O telegrama relata como o vice-secretário Lu criticou o primeiro-ministro Khan pela sua posição neutra. O telegrama cita Lu dizendo que “as pessoas aqui e na Europa estão muito preocupadas com a razão pela qual o Paquistão está a tomar uma posição tão agressivamente neutra (em relação à Ucrânia), se for esse o caso”. uma posição é até possível, mas não nos parece tão neutra.”

Lu transmitiu então a essência ao Embaixador Khan: “Penso que se o voto de desconfiança contra o primeiro-ministro for bem sucedido, tudo será perdoado em Washington porque a visita à Rússia é considerada uma decisão do primeiro-ministro. Caso contrário, acho que será difícil avançar.

Cinco semanas depois, em 10 de Abril, com a ameaça dos EUA aos poderosos militares do Paquistão e aos militares que controlavam o parlamento do Paquistão, o Parlamento depôs Khan num voto de censura. Algumas semanas depois, o novo governo lançou acusações forjadas de corrupção contra Khan, para colocá-lo sob prisão e impedir o seu regresso ao poder.

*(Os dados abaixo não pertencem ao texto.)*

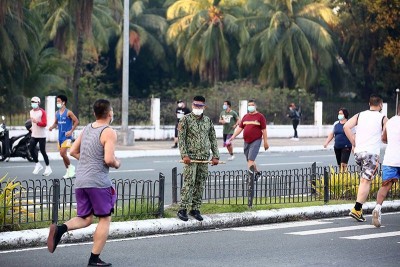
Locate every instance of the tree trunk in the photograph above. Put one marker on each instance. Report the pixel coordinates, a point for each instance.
(77, 74)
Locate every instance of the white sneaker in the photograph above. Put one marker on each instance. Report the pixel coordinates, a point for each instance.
(47, 171)
(71, 171)
(38, 168)
(376, 218)
(66, 175)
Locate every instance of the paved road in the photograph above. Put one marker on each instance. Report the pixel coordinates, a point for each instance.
(148, 168)
(326, 242)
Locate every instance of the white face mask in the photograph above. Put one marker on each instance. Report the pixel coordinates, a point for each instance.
(197, 112)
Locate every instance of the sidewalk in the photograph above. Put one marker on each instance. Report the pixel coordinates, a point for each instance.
(163, 148)
(38, 237)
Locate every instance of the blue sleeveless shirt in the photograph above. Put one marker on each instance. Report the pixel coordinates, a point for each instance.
(64, 125)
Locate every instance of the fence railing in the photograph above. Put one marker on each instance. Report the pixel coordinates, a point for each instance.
(53, 200)
(314, 183)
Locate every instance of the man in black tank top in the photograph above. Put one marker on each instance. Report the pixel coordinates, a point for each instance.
(94, 193)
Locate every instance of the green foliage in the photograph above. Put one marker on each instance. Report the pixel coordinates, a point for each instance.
(344, 185)
(10, 204)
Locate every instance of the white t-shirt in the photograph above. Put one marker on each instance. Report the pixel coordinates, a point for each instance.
(369, 132)
(38, 131)
(392, 156)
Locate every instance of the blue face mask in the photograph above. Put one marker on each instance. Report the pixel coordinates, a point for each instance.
(251, 108)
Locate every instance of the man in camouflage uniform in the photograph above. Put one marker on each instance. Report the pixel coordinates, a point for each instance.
(196, 136)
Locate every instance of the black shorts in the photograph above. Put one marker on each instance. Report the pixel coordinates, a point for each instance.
(342, 155)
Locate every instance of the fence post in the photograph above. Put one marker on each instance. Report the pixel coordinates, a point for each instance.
(326, 186)
(174, 185)
(313, 178)
(56, 200)
(250, 188)
(161, 190)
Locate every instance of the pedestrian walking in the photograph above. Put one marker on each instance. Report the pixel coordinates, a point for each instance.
(66, 122)
(95, 196)
(366, 144)
(342, 146)
(39, 123)
(196, 139)
(254, 127)
(230, 120)
(390, 165)
(180, 111)
(294, 114)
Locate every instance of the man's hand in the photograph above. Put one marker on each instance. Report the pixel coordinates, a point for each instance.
(214, 161)
(266, 146)
(186, 160)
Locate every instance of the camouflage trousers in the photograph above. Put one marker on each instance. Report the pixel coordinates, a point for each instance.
(194, 177)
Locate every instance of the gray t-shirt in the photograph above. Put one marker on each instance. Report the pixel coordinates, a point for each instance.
(92, 172)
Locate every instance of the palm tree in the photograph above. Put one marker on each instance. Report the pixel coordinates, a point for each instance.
(146, 29)
(76, 28)
(292, 41)
(200, 31)
(19, 31)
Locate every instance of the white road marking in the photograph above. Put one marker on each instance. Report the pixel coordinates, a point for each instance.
(278, 226)
(14, 167)
(114, 240)
(372, 236)
(317, 156)
(332, 230)
(137, 170)
(287, 163)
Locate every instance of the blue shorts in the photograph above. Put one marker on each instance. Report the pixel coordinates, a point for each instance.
(390, 174)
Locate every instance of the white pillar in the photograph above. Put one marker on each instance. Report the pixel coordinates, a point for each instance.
(155, 116)
(242, 108)
(50, 107)
(384, 109)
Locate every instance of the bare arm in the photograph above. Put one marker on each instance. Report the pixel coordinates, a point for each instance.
(75, 150)
(109, 139)
(350, 124)
(75, 123)
(328, 139)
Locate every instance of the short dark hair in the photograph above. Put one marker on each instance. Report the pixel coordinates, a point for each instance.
(345, 112)
(375, 100)
(199, 98)
(63, 98)
(101, 108)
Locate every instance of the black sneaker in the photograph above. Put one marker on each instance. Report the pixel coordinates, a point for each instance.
(183, 215)
(196, 214)
(52, 239)
(99, 262)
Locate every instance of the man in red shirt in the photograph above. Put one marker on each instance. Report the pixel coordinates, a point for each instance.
(254, 127)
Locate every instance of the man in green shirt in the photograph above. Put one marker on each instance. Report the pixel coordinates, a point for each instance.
(230, 120)
(196, 137)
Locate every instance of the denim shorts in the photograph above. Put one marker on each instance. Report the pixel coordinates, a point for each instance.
(97, 201)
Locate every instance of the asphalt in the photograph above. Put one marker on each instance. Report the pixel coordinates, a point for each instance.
(38, 237)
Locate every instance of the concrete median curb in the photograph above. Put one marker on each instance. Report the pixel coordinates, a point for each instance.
(38, 237)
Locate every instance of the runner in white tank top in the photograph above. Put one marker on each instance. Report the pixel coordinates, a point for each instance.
(391, 164)
(366, 143)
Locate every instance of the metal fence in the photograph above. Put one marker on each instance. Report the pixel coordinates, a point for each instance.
(314, 183)
(53, 200)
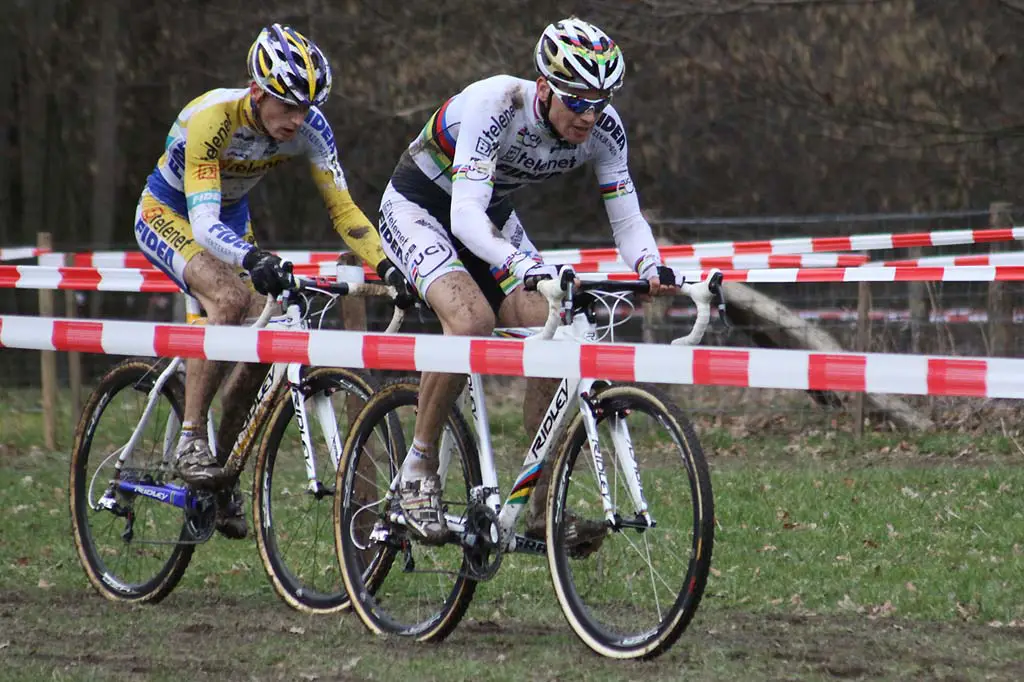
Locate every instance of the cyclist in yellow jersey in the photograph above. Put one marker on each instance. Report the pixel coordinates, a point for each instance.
(193, 221)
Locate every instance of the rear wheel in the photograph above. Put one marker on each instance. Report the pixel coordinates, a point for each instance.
(294, 519)
(638, 589)
(130, 546)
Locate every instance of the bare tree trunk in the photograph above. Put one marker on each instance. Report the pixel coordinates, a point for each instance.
(8, 54)
(9, 45)
(999, 305)
(104, 137)
(32, 129)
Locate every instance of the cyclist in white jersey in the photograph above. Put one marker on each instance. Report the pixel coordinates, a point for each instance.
(448, 222)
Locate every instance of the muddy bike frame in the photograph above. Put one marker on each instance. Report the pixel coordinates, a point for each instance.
(295, 317)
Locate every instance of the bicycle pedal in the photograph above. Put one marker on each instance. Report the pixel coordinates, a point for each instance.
(380, 534)
(409, 563)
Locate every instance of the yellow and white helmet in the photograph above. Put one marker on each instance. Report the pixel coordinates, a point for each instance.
(576, 54)
(290, 67)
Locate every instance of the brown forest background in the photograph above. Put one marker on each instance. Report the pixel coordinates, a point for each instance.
(732, 108)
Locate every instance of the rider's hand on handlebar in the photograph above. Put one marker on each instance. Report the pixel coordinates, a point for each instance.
(406, 296)
(537, 273)
(270, 274)
(662, 280)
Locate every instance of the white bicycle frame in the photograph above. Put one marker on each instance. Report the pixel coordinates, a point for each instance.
(323, 409)
(552, 427)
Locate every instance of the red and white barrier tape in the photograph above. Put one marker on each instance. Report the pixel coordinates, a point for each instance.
(861, 273)
(1012, 258)
(136, 280)
(747, 261)
(801, 245)
(875, 373)
(20, 253)
(782, 246)
(949, 316)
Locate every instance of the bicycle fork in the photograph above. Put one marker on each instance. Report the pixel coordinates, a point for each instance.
(323, 410)
(626, 458)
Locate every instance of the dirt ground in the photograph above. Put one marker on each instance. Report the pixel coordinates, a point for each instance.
(77, 635)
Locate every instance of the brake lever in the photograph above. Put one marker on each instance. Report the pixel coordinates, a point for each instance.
(718, 298)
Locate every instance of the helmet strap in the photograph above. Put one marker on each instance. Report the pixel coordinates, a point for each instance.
(256, 115)
(545, 108)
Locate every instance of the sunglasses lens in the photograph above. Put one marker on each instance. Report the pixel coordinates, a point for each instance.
(582, 105)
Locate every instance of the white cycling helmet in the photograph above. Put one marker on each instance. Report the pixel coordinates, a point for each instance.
(290, 67)
(576, 54)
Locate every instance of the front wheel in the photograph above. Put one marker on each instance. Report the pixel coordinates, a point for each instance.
(292, 514)
(632, 593)
(133, 548)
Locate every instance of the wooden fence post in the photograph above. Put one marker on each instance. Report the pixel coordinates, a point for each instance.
(863, 343)
(920, 310)
(74, 359)
(1000, 313)
(47, 360)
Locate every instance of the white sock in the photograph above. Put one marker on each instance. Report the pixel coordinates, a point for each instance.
(192, 431)
(420, 462)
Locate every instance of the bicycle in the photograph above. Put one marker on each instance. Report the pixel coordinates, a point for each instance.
(135, 527)
(398, 585)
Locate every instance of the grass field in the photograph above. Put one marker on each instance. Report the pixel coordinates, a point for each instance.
(889, 558)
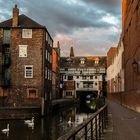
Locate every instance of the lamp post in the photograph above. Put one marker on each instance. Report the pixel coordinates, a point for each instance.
(135, 66)
(135, 69)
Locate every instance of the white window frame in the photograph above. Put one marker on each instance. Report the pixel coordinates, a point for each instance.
(26, 33)
(22, 50)
(25, 73)
(46, 72)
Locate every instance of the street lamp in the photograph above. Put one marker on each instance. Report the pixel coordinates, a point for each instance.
(135, 66)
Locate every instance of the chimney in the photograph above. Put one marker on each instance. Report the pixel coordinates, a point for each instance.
(124, 8)
(15, 16)
(71, 52)
(58, 44)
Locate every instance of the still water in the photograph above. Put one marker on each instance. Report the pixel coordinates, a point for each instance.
(48, 128)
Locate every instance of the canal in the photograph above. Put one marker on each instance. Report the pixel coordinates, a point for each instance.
(48, 128)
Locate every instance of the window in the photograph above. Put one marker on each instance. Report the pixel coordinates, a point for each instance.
(26, 33)
(32, 93)
(22, 50)
(68, 93)
(28, 71)
(82, 61)
(77, 85)
(46, 73)
(97, 60)
(87, 84)
(6, 36)
(91, 77)
(46, 54)
(83, 77)
(50, 58)
(70, 77)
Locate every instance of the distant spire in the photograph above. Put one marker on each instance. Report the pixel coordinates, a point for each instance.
(71, 52)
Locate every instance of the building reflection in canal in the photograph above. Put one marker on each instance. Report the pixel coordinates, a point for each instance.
(48, 128)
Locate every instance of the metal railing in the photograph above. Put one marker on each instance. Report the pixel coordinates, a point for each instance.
(91, 129)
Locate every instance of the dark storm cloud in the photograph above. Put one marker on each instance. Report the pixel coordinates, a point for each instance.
(59, 16)
(69, 18)
(111, 6)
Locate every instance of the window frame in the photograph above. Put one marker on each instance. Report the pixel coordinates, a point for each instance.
(25, 33)
(25, 73)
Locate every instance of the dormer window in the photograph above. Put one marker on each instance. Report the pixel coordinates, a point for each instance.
(82, 61)
(26, 33)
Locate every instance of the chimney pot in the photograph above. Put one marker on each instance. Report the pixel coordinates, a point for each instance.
(15, 16)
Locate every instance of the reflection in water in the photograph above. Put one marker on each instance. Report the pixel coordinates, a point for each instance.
(48, 128)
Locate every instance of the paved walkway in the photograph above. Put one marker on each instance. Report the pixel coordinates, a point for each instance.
(124, 123)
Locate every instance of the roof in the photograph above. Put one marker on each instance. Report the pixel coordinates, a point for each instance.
(74, 62)
(24, 22)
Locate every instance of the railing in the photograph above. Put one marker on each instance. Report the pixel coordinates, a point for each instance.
(91, 129)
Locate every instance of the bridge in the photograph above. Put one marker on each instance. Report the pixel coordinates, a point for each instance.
(111, 122)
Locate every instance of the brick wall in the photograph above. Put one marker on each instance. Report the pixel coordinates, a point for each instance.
(131, 41)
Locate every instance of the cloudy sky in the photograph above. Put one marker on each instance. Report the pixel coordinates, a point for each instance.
(90, 26)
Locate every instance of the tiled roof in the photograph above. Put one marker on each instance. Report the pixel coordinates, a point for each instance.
(74, 62)
(24, 22)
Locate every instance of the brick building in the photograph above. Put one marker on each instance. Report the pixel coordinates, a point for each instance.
(56, 72)
(115, 71)
(82, 75)
(25, 62)
(131, 54)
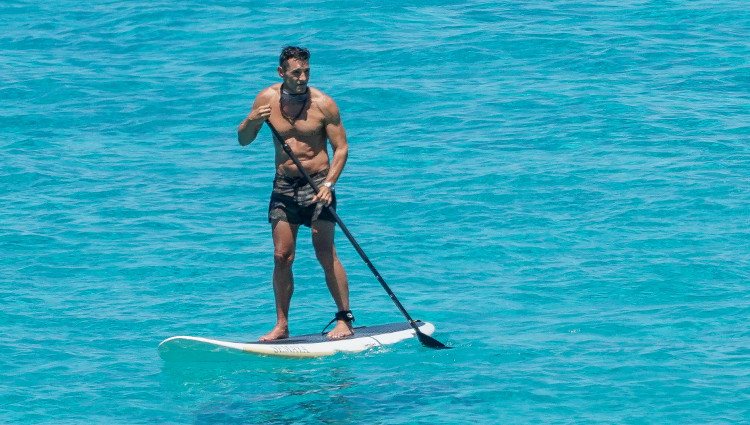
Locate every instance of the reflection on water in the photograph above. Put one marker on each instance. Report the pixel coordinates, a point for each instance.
(265, 390)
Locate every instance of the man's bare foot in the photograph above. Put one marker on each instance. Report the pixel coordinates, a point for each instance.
(341, 330)
(278, 332)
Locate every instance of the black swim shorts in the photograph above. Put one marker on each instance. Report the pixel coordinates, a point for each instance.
(291, 200)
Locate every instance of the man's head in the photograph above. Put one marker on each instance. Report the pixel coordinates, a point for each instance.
(294, 68)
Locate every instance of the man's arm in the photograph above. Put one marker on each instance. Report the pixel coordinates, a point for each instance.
(337, 136)
(250, 126)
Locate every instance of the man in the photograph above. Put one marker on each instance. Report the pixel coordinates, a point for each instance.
(305, 117)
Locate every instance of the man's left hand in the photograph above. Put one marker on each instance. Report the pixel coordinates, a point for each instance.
(324, 195)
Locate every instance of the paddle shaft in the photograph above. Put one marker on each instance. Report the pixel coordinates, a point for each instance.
(343, 227)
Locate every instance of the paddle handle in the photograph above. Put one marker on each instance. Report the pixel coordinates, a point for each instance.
(360, 251)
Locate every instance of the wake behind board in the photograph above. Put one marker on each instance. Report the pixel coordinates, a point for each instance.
(311, 345)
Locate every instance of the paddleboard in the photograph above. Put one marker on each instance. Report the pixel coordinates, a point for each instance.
(311, 345)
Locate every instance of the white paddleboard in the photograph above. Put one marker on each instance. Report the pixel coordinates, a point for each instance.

Numa reviravolta verdadeiramente orwelliana, quando Khan divulgou a existência do cabo diplomático revelando o papel da América na sua destituição, o novo governo   acusou Khan   de espionagem. Ele foi agora condenado a 10 anos injustos por estas acusações, com o governo dos EUA permanecendo em silêncio sobre este ultraje.

Questionado sobre a sentença de Khan, o Departamento de Estado   disse  : “Essa é uma questão que cabe aos tribunais paquistaneses decidirem”. Esta resposta é um exemplo notável de como funciona a mudança de regime liderada pelos EUA. O Departamento de Estado apoia a prisão de Khan após a divulgação pública de Khan sobre as ações dos EUA.

O Paquistão realizará, portanto, eleições em 8 de Fevereiro, com o seu líder democrático mais popular na prisão e com o partido de Khan sob ataques implacáveis, assassinatos políticos, apagões dos meios de comunicação social e outras repressões brutais. Em tudo isto, o governo dos EUA é completamente cúmplice. Isto chega aos valores “democráticos” da América. O governo dos EUA ganhou a sua causa por agora e desestabilizou profundamente uma nação com armas nucleares de 240 milhões de pessoas. Só a libertação de Khan da prisão e a participação nas próximas eleições poderão restaurar a estabilidade.